Jared Ruckle: Yes, I think there’s a little bit of some of that. There were people thinking about multi-cloud consciously to avoid vendor lock-in. And this was a phenomenon that we saw maybe vary by vertical industry as well with retailers. Maybe being a little bit wary about putting their data on AWS, for example, since Amazon has such a far-ranging retail business.

But I think really the key thing that we’ve seen, and this is more outside of the survey, is that multi-cloud is really something that should be thought about. You’re really thoughtful where… Multi-cloud doesn’t necessarily mean you’re running the same application on different clouds and having the same database and having this HA and DR kind of scenario across clouds, that can be a really useful scenario, but that shouldn’t be something that becomes the default.

It really becomes about thinking about the workflows, thinking about what’s going to make your team successful and tapping into those different capabilities, not necessarily trying to use a bunch of clouds for the same type of use case.

So multi-cloud is very popular. It’s become the default pattern according to the survey but you also need to be very thoughtful about how you employ it, because it can get very messy very quickly if you don’t have a really clear strategy about how to onboard teams in a really meaningful way to expose the API to those different cloud providers in a way that’s not disruptive. Another really big thing that folks are wrestling with is that the APIs are different, the workflows are different and so capitalizing on multi-cloud is a really big challenge from that point of view. And again, our tools at HashiCorphelp folks with that to a degree.

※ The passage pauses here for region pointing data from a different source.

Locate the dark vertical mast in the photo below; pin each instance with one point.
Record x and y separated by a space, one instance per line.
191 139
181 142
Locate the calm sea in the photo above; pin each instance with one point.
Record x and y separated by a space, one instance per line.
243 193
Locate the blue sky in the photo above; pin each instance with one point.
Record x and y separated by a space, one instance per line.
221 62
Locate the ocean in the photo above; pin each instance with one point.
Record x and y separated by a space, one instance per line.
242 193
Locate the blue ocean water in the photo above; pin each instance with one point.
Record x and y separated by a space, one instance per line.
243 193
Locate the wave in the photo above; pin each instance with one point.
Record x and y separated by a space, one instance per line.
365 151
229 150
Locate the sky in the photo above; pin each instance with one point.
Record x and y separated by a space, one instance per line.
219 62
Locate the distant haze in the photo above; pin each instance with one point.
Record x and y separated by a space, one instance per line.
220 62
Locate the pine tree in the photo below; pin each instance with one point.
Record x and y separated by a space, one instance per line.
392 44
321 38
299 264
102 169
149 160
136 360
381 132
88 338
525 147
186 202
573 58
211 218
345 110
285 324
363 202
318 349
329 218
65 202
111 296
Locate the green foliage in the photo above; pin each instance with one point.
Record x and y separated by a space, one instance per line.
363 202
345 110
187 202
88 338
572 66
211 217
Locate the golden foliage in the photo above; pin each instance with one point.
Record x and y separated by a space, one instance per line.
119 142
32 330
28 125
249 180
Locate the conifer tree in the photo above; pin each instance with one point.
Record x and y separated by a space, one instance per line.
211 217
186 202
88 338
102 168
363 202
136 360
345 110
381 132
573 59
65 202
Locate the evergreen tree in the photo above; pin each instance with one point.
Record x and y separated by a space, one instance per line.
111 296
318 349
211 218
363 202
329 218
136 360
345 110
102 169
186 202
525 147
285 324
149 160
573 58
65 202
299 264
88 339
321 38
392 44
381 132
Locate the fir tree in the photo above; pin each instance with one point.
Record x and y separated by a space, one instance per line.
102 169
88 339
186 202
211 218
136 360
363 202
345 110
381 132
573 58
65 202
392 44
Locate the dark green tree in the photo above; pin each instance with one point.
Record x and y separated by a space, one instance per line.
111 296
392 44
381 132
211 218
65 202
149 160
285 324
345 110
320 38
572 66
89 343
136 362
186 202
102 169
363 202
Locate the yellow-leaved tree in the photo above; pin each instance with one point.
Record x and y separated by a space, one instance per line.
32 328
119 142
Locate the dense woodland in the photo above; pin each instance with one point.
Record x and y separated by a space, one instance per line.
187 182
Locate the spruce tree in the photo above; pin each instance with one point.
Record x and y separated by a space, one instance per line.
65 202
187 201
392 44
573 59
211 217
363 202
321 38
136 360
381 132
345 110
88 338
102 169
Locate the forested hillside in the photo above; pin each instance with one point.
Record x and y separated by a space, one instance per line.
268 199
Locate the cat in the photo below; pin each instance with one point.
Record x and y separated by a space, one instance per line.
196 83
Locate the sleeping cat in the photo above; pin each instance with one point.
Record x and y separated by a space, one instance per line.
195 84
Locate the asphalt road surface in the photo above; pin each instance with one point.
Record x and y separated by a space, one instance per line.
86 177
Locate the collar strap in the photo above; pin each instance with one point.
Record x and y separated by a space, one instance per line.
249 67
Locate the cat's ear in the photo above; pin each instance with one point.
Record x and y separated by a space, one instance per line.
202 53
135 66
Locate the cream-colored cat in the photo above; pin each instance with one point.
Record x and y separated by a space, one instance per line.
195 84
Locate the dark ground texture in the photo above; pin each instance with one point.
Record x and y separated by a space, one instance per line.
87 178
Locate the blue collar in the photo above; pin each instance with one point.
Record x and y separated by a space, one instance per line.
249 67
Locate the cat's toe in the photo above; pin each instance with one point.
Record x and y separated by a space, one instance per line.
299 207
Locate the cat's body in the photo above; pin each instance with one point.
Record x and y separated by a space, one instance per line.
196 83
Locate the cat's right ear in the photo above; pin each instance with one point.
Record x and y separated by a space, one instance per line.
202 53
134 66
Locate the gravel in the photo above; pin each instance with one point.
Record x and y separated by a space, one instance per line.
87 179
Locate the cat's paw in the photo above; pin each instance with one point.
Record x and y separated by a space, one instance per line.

Swapnil Bhartiya: How would you define multi-cloud. 
Jared Ruckle: Yes, we picked the straightforward definition where multi-cloud is using more than one cloud; one private cloud, one public cloud, for example, would fit into this. Your multi-cloud definition, using two different public clouds, would fall into that same type of definition. So we picked the simplest example just to try and level set on that and use the survey just to explore it from that basic definition. And there’s all kinds of other ways you can slice and dice the information but that’s the definition we use for this one. And I think that’s really just kind of a pragmatic way to go, to get the broadest perspective about what’s actually happening with multi-cloud.

Swapnil Bhartiya: Jared, thank you so much for taking time out today to not only talk about the survey you folks conducted, but also share some of the insights from what you learned through the survey as well as sharing your own insights, which gives us a very clear picture of how multi-cloud is shaping up. And I would love to have you back on the show. Thank you for your time today.

Jared Ruckle: You’re very welcome. It was my pleasure and we’ll see you again soon.